Vorliegend bestehen jedoch schon Zweifel an dem vom Kläger vorgetragenen Verfolgungsschicksal (s.o. unter 2.c), z.B. hinsichtlich des Zeitpunkts seiner Flucht. Der Kläger hat auch nicht die Möglichkeit ergriffen, in der mündlichen Verhandlung die bestehenden Zweifel auszuräumen. Zu berücksichtigen ist auch, dass der vom Kläger angegebene Vorfall mittlerweile über vier Jahre zurückliegt, ob die nigerianischen Behörden bei einer Rückkehr des Klägers überhaupt noch ein Interesse an ihm haben sollten, ist fraglich. All dies spricht gegen ein besonderes Interesse der nigerianischen Polizeibehörden am Kläger bei seiner Rückkehr in sein Heimatland, mithin gegen eine beachtliche Wahrscheinlichkeit, dass dem Kläger bei der Rückkehr in sein Heimatland ein ernsthafter Schaden im Sinne des § 4 AsylG droht (zum Prognosemaßstab vgl. VG Aachen, U.v. 12.5.2017 – 2 K 1387/16.A- juris Rn.31).

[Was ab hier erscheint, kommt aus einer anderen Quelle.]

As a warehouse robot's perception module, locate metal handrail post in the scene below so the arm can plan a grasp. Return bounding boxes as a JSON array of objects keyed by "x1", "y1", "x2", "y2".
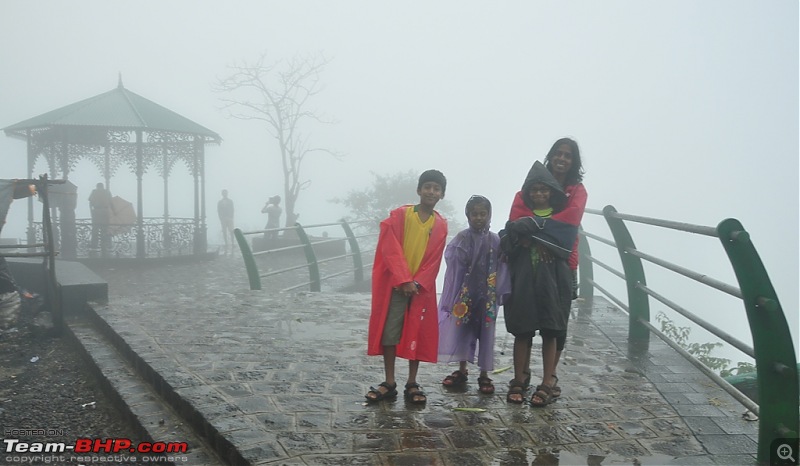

b) In Bezug auf die behauptete Verfolgung durch die Familie der Freundin steht dem Kläger eine inländische Fluchtalternative zur Verfügung (§ 4 Abs. 3 i.V.m. § 3 e Abs. 1 AsylG). Angesichts der in Nigeria bestehenden infrastrukturellen Mängel sowie des Fehlens eines flächendeckenden Meldewesens ist nicht erkennbar, wie etwaige Verfolger, soweit diese noch ein Interesse am Kläger haben sollten, ihn ohne weiteres auffinden können sollte (vgl. dazu AA Lagebericht vom 21. November 2016 S. 25; VG Minden Urteil vom 14.03.2017 – 10 K 2413/16.A).
Wie das Bundesamt zu Recht ausgeführt hat, ist auch davon auszugehen, dass der Kläger sich am Ort des internen Schutzes eine ausreichende Lebensgrundlage sichern kann. Zudem ist in die Erwägung einzustellen, dass der Kläger ausweislich seiner Angaben beim Bundesamt mehrere Tanten und Onkel hat, die nicht in U* … leben, aber in Nigeria, ihm mithin an einem anderen Ort innerhalb Nigerias unterstützen können.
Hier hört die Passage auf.